The prime reason for the higher-than-expected deficit in 2009-10 and lower deficit in 2010-11 was attributed to a change in the timing in the recognition of the accrual for the transitional assistance payments to Ontario and British Columbia for the harmonization of their sales taxes with the GST. This change in timing should have been recognized well in advance of the finalizing of the 2009-10 financial statements and undermines the credibility of current fiscal information. From the time these agreements were signed, the Department of Finance should have recognized the risks and have been in ongoing consultations with the Office of the Auditor General. The importance of such discussions was one of the key recommendations of June 2005 report entitled Canadian Federal Fiscal Forecasting Processes and Systems by Dr. Tim O’Neill.

The Annual Financial Report presents a summary table of the fiscal impact of the measures under the Economic Action Plan. On an accrual basis, the fiscal impact is estimated at $21.0 billion for 2009-10. In the March 2010 Budget, the accrual impact for 2009-10 was estimated at $25.9 billion (see Table 2). There no reconciliation of this difference and how it impacts on the final outcome for 2009-10.

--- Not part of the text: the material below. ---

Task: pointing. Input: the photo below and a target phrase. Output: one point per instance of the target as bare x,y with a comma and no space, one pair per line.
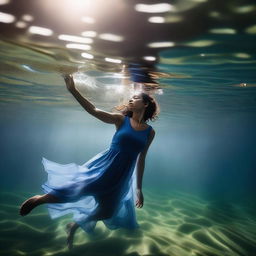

It should have included a credible Deficit Planning Track

The first panel of Table 3 summarizes the changes in the budgetary balance from the March 2010 Budget to the October 2010 Update as presented in the Update. The second panel makes adjustments for less than favourable economic developments to 2014 and for EI premium rate assumptions. The net impact of these adjustments is to increase the October 2010 Update deficit by $3.1 billion in 2011-12, rising to $12.4 billion in 2014-15. Under this scenario, a balanced budget would not be attained in 2015-16.

The third panel decomposes the revised budgetary balances into its structural and cyclically components. The structural deficit is based on PBO’s estimates, adjusted for policy decisions in the March 2010 Budget and October 2010 Update. The structural deficit is estimated at about $15 billion annually. By 2012-13 the structural deficit, or second wave as the PBO describes it , will begin to overtake the declining cyclical balance. It is not possible to eliminate a structural deficit through growth since it is not possible for an economy to continue to grow above it potential. Ultimately, a structural deficit can only be eliminated through higher revenues and/or cuts to program expenses.

Eventually both the Conservatives and Liberals are going to have to face this choice. Do you eliminate the structural deficit by downsizing the Federal government through the complete elimination of federal programs and restraining the growth in provincialtransfers. Alternatively, do you maintain, and perhaps even expand the role of the federal government through a combination of higher revenues and spending restraint?